Albert Maydeu-Olivares

University of Illinois

Six clustering methods (Ward’s method, average linkage clustering, complete linkage clustering, single linkage clustering, nearest neighbor, and k-means) were applied to the matrix of Euclidean distances among inmates in the 6-dimensional space defined by the following variables: 1) age, 2) length of the internment already fulfilled, 3) paranoid ideations and behavior, 4) hardness, 5) psychotic ideations and behavior, and 6) means-ends interpersonal problem solving skills. The classification determined by each of the clustering procedures was matched with the actual classification of the inmates into those who were and those who were not granted outside permits, by computing unconditional and conditional classification rates.

Ward’s method, complete linkage and the k-means procedure were able to match satisfactorily the qualitative classification of the inmates.
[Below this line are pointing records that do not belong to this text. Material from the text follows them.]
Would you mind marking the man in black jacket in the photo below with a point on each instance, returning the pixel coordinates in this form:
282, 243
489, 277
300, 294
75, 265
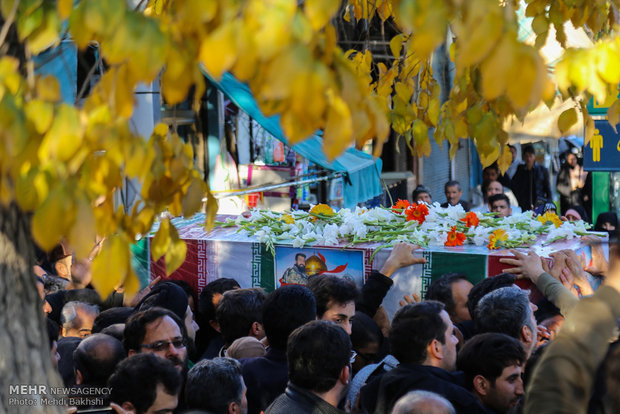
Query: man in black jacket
337, 299
530, 183
422, 339
319, 369
285, 309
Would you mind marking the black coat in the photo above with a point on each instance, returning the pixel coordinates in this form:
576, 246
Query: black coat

However, these methods were more efficient in determining which inmates would be denied an outside permit than in determining those that would be granted an outside permit. This also occurs in the qualitative classification: it is easy to determine which inmates will not make good use of an outside permit; it is much more difficult to determine which inmates will make good use of it.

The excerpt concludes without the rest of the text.